Peter.—Had I believed in my patriarch as you believed in your priest, I should not have been the great monarch that I was. But I mean not to detract from the merit of a prince whose memory is dear to his subjects. They are proud of having obeyed you, which is certainly the highest praise to a king. My people also date their glory from the era of my reign. But there is this capital distinction between us. The pomp and pageantry of state were necessary to your greatness; I was great in myself, great in the energy and powers of my mind, great in the superiority and sovereignty of my soul over all other men.
DIALOGUE III.
PLATO—FENELON.
Plato.—Welcome to Elysium, O thou, the most pure, the most gentle, the most refined disciple of philosophy that the world in modern times has produced! Sage Fenelon, welcome!—I need not name myself to you. Our souls by sympathy must know one another.
Fenelon.—I know you to be Plato, the most amiable of all the disciples of Socrates, and the philosopher of all antiquity whom I most desired to resemble.
Plato.—Homer and Orpheus are impatient to see you in that region of these happy fields which their shades inhabit. They both acknowledge you to be a great poet, though you have written no verses. And they are now busy in composing for you unfading wreaths of all the finest and sweetest Elysian flowers. But I will lead you from them to the sacred grove of philosophy, on the highest hill of Elysium, where the air is most pure and most serene. I will conduct you to the fountain of wisdom, in which you will see, as in your own writings, the fair image of virtue perpetually reflected. It will raise in you more love than was felt by Narcissus, when he contemplated the beauty of his own face in the unruffled spring. But you shall not pine, as he did, for a shadow. The goddess herself will affectionately meet your embraces and mingle with your soul.
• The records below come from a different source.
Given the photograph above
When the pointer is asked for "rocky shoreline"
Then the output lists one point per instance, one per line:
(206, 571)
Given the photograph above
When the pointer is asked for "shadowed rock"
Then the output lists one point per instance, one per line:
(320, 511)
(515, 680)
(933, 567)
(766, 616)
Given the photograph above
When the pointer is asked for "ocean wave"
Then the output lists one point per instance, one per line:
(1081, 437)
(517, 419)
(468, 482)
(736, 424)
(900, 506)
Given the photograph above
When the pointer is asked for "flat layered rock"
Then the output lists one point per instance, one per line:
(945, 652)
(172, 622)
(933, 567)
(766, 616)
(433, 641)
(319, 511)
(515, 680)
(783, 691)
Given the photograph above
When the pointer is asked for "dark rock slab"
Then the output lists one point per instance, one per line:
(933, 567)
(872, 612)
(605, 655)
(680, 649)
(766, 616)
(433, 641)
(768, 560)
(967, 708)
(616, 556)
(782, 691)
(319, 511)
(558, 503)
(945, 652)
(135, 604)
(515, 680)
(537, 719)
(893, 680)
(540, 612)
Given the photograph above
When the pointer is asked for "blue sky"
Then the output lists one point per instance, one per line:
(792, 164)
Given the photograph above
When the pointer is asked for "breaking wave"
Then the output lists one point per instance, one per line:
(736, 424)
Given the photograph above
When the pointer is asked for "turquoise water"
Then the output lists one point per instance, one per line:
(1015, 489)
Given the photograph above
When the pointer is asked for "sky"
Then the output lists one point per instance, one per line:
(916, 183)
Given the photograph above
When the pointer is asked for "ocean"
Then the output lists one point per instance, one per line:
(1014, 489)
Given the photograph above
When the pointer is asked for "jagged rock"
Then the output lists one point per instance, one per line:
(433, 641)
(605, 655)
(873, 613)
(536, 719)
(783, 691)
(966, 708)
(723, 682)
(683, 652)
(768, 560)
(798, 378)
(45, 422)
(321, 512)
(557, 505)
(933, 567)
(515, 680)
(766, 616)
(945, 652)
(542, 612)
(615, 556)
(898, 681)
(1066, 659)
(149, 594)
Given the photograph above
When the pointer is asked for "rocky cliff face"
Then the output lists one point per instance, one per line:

Fenelon.—I find you retain the allegorical and poetical style, of which you were so fond in many of your writings. Mine also run sometimes into poetry, particularly in my “Telemachus,” which I meant to make a kind of epic composition. But I dare not rank myself among the great poets, nor pretend to any equality in oratory with you, the most eloquent of philosophers, on whose lips the Attic bees distilled all their honey.